A 10-day course of the inexpensive antidepressant fluvoaxamine cut the risk of COVID-19-related hospitalization by 32 percent in infected patients with comorbidities, a research team in Brazil has found.

And patients who took the drug as prescribed were 66 percent less likely to be hospitalized for the infection than patients who took a placebo, reported Gilmar Reis of the Pontifical Catholic University of Minas Gerais and colleagues in the journal Lancet Global Health.  The drug also more than halved mortality, from 2 percent in the placebo group to less than 1 percent in the treatment group.

The intervention was so successful that an independent Data Safety Monitoring Committee stopped the randomization phase of the trial. The study is continuing in an open-label format, the team said. Twenty patients would have to take the medication to prevent one patient’s hospitalization.

The results are particularly intriguing given the study population. The TOGETHER trial was conducted in Brazil, and 95 percent of the study population was of mixed race. COVID-19 study cohorts in the U.S. typically lean heavily to white patients. This is problematic, given that racial and ethnic minorities are more likely to have the medical comorbidities that increase the risk of poor COVID-19 outcomes.

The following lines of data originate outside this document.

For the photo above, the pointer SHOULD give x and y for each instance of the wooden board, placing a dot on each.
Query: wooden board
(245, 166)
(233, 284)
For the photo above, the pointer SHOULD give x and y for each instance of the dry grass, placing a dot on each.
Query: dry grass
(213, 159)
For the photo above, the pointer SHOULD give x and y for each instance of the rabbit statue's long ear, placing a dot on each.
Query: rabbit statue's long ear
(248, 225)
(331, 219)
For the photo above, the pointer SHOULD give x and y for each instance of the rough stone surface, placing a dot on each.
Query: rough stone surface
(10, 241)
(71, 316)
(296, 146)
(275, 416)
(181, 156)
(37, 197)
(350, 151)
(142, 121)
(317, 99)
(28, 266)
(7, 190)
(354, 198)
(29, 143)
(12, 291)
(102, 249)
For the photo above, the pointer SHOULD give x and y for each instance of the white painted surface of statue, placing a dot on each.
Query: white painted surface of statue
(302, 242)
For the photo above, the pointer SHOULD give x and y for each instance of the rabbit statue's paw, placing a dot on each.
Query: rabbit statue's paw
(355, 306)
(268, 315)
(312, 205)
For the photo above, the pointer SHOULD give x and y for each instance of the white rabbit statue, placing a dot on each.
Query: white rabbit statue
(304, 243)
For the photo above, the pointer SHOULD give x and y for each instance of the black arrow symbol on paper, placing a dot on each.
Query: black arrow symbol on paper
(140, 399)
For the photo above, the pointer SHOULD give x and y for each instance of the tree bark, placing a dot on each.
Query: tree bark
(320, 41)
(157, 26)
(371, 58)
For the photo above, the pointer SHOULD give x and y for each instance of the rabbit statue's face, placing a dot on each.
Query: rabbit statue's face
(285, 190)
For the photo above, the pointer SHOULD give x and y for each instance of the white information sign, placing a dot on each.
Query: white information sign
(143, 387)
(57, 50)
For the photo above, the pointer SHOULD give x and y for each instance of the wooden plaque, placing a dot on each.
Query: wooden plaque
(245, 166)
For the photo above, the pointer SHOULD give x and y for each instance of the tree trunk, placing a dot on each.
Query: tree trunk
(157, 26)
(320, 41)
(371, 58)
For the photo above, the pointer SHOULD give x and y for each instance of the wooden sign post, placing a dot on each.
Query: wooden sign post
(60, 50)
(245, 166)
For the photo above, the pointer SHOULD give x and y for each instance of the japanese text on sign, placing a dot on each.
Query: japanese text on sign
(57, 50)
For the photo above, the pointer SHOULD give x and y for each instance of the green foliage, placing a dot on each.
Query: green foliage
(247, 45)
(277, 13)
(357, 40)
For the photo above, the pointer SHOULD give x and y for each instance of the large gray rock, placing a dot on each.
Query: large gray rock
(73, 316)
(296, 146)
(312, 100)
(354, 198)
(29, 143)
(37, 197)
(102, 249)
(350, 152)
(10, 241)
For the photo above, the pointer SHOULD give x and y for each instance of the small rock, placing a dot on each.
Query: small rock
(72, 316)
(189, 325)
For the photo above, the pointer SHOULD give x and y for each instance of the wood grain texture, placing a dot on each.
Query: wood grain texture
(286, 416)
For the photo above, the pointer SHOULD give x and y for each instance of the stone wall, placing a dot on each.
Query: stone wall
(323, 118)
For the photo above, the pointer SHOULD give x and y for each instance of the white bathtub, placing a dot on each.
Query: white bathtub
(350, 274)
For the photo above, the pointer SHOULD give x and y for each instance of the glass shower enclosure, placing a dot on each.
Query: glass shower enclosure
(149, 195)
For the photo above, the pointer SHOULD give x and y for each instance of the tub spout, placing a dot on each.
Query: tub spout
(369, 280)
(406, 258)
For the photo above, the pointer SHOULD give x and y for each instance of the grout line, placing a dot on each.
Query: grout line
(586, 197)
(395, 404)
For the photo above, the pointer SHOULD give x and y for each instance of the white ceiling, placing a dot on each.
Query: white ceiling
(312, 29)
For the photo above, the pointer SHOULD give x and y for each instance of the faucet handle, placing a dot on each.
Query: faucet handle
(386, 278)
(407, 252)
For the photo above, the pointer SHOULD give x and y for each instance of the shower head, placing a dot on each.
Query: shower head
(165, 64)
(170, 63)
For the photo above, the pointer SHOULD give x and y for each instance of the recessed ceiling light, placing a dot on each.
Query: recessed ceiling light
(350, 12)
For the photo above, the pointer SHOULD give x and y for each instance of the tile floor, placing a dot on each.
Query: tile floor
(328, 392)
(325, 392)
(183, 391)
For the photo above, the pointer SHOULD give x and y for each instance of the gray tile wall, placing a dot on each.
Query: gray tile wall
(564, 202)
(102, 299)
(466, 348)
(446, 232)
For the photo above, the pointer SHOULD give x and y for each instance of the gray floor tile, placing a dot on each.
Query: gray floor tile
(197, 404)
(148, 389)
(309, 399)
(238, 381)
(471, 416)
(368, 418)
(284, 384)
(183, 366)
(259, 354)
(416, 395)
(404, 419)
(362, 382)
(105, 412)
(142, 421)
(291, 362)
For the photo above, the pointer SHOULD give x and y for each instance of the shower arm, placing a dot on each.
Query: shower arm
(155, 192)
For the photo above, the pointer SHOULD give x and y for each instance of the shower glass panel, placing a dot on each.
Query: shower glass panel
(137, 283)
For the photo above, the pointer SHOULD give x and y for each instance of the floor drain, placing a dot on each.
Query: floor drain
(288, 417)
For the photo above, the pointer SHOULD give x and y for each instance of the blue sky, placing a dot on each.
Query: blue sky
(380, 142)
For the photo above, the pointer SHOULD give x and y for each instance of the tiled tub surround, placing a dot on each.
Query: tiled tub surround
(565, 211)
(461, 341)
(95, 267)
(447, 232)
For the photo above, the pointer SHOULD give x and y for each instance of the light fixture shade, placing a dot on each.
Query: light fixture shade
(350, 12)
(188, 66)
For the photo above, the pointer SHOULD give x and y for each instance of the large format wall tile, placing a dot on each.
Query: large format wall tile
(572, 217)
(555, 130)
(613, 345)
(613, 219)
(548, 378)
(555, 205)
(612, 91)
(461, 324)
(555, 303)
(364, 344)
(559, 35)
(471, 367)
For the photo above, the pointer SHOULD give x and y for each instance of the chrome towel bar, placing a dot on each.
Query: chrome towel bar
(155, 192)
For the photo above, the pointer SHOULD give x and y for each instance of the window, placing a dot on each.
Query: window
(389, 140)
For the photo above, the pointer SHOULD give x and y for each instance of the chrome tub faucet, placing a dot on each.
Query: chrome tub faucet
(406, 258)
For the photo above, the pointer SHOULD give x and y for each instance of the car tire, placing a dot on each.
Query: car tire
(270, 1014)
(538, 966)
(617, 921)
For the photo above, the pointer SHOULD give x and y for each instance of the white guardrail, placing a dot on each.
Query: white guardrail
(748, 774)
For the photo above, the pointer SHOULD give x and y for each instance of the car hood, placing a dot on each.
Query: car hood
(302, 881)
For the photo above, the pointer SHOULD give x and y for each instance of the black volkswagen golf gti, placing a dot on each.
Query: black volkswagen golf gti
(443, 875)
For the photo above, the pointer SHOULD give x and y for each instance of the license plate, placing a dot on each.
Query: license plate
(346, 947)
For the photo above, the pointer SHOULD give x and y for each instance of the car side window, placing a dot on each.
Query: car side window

The cohort comprised 1,497 patients with PCR-proven COVID-19 infections and at least one underlying medical condition, including obesity, hypertension, or respiratory, cardiac, or kidney disease. They received either placebo or 100 mg fluvoxamine twice a day for 10 days. The primary outcome was a composite endpoint of COVID-19 emergency room stays of at least 6 hours or hospitalizations.  The emergency room stay was included as a proxy for hospitalization because when the study was conducted, Brazilian hospitals were often full, so many COVID-19 patients received care in extended ER admissions.

It’s important to note that fluvoxamine didn’t score on any of the secondary endpoints of viral clearance, number of hospital days, overall mortality, days on ventilation or time to recovery in the intention-to-treat analysis.

This is the second time fluvoxamine has shown potential as a COVID-19 treatment. Last November, a smaller randomized study (152 patients) found that the drug prevented clinical deterioration in patients who took it relative to placebo (DID, Nov. 16, 2020).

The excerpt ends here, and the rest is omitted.